On Friday, The Columbia River Gorge division of the U.S. Forest Service shut down the Wahkeena-Multnomah loop trail at Multnomah Falls after rockslides endangered hikers, who had to be escorted out with hard hats.
The affected trails have were only re-opened five months ago, after getting badly damaged in the Eagle Creek Fire. And Rachel Pawlitz, a spokesperson for the Forest Service, says that the severity of the current rock slides is due to both heavy rain and scorched landscapes.
"The fire burned away a lot of vegetation," Pawlitz says, "which was acting as a net to help hold loose rocks in place."
She says the Columbia River Gorge is an "interesting place geologically," where there is a mix of loose rock and volcanic basalt. That means changes in weather are known to precipitate landslides.

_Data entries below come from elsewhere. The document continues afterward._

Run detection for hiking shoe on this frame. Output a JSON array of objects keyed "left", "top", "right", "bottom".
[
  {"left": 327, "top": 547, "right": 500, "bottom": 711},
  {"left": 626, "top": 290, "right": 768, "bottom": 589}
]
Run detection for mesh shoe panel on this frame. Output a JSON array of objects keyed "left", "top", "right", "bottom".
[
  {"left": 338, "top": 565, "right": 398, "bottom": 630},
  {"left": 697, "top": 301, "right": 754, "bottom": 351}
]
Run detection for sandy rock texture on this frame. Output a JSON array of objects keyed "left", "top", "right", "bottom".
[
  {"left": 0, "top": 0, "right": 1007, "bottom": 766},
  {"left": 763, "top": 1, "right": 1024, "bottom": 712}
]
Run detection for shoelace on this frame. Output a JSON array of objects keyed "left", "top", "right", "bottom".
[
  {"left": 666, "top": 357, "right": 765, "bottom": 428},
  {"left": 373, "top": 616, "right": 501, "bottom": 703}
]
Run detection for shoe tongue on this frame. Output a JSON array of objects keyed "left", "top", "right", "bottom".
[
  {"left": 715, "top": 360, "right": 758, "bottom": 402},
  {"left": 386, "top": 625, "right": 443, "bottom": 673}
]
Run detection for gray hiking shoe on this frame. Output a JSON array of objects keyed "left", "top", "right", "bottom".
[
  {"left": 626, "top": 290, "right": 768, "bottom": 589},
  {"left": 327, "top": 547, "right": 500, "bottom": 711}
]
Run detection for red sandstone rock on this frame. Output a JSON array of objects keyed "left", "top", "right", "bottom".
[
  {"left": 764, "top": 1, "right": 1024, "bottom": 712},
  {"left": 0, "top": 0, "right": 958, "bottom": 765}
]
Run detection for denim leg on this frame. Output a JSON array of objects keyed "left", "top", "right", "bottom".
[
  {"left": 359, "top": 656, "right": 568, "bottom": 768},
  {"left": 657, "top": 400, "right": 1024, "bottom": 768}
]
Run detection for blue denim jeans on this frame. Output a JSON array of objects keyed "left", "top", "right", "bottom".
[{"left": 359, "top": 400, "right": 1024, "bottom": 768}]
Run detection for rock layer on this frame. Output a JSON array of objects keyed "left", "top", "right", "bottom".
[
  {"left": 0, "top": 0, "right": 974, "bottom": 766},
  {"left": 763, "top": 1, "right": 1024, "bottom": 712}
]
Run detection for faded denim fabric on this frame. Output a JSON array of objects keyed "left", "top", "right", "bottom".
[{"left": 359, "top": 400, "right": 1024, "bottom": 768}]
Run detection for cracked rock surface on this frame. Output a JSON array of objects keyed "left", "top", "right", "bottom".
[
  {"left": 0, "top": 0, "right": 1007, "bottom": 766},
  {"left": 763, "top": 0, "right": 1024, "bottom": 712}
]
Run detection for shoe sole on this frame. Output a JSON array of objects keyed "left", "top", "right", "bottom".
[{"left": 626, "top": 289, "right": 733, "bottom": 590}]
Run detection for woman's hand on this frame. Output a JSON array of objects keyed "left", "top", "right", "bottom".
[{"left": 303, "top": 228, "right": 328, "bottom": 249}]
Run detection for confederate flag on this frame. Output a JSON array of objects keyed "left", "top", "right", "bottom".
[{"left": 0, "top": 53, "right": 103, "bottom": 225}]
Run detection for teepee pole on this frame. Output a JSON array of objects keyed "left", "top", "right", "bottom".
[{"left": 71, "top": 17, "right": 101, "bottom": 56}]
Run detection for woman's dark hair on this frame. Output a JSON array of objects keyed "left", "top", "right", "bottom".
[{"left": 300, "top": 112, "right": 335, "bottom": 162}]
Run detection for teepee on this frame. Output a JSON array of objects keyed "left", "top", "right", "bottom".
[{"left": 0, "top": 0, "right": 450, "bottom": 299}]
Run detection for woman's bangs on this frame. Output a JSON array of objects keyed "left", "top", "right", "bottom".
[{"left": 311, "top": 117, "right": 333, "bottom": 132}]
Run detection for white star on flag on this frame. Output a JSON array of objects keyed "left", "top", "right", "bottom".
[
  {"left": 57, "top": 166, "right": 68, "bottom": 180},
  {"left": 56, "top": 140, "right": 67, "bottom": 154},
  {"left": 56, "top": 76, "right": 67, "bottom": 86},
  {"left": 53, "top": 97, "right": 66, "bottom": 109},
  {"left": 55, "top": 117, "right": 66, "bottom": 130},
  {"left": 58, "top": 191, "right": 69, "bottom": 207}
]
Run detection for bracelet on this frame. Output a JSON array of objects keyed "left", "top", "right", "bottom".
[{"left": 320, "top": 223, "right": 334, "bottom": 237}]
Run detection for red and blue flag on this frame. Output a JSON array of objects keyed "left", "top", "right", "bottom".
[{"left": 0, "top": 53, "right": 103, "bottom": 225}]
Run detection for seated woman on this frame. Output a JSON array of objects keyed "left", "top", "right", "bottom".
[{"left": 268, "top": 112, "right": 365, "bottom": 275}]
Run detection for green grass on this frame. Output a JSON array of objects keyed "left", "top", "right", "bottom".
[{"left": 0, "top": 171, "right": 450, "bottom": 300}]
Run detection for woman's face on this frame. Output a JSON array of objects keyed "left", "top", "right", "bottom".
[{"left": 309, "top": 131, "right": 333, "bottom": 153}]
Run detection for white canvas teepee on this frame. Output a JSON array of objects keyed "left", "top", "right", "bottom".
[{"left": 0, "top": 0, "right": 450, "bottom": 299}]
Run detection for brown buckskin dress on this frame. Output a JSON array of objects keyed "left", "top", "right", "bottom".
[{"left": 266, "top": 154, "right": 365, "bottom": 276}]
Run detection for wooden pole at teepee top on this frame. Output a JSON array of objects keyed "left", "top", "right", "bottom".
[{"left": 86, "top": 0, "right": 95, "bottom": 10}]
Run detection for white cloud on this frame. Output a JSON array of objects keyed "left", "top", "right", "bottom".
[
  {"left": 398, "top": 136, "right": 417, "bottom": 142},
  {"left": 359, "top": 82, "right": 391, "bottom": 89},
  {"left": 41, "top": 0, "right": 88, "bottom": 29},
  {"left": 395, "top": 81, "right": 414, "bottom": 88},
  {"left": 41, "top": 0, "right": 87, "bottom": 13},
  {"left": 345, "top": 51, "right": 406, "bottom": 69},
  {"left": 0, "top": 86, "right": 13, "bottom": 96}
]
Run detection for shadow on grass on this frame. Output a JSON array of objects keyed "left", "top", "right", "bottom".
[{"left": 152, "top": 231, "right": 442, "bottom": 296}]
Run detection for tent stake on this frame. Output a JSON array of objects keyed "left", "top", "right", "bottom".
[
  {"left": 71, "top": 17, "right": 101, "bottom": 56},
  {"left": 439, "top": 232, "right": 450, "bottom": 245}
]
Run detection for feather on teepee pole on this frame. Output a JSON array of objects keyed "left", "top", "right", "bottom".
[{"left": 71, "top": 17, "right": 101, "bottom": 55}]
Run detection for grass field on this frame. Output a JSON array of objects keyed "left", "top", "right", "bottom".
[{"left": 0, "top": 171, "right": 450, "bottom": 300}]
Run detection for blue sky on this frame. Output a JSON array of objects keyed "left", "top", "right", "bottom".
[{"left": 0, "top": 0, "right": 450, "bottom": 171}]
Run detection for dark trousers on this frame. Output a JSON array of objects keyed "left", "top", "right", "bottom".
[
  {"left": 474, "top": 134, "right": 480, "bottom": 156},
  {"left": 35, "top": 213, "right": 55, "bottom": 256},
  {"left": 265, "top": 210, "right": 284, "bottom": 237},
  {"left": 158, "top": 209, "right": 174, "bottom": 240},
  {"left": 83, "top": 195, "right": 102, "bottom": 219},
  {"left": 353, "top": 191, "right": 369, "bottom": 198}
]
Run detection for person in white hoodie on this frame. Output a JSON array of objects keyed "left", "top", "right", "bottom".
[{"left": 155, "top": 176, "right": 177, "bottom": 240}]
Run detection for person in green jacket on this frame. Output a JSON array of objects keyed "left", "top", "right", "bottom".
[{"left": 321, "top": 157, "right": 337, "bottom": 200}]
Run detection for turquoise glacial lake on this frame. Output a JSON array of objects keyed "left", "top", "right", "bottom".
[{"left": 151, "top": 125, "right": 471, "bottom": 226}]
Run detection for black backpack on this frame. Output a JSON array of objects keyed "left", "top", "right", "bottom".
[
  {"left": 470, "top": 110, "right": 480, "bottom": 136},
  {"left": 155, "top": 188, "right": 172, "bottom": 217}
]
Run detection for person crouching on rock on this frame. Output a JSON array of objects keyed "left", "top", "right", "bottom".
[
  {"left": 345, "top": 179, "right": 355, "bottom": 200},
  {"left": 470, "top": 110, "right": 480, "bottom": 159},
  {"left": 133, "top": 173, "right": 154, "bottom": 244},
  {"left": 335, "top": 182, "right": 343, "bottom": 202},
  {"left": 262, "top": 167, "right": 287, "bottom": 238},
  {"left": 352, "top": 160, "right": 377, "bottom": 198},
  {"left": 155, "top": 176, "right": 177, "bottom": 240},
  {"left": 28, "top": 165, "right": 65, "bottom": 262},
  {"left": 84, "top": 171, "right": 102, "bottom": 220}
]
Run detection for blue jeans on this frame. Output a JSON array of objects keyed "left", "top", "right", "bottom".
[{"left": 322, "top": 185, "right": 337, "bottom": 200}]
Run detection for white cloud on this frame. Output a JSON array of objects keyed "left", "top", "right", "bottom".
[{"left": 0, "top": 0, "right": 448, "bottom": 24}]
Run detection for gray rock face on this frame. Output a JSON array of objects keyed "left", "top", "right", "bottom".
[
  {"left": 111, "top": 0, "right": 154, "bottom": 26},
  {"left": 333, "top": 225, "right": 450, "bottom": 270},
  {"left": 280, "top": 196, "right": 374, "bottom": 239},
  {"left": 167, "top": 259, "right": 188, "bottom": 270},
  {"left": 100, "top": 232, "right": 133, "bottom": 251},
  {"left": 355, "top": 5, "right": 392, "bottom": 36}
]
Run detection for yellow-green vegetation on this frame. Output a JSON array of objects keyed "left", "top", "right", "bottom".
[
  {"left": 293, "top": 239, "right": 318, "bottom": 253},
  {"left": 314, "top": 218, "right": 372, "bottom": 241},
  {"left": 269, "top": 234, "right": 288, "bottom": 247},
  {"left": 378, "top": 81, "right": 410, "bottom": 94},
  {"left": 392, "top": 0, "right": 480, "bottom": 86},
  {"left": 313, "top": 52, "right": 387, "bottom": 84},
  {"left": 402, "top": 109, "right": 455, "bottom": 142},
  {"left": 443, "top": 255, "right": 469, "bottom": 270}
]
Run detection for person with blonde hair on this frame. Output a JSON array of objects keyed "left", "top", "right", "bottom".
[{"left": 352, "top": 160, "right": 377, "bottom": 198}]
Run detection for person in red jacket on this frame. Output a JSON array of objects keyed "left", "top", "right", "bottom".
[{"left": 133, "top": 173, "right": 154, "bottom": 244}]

"It's well known that in the spring, when ice from the winter begins to thaw," Pawlitz says, "rocks can crack and break off. With the really late winter weather in March, and now heavy rain, it makes complete sense that this weather is triggering a rock fall."
According to Pawlitz, Forest Service officials were aware of the danger the Multnomah Falls trail posed, but "wanted to find the right balance between not completing closing the trail, because there are many days of good weather where the trail is safe, and being prepared in case we see red flags."
There is no indication yet when the Wahkeena loop trail will be reopened, and maintenance will depend on the length and severity of this rain system. Many trails that have re-opened after the Eagle Creek Fire can still be dangerous during periods of heavy rain and strong winds. Hikers planning a trip to the gorge can go here for trail updates.
"This is a good public service announcement to respect closed areas," Pawlitz cautions. "Remember that if trails are open in this condition to give us patience on the ones that are still closed. Because there's a really good reason why they are completely closed."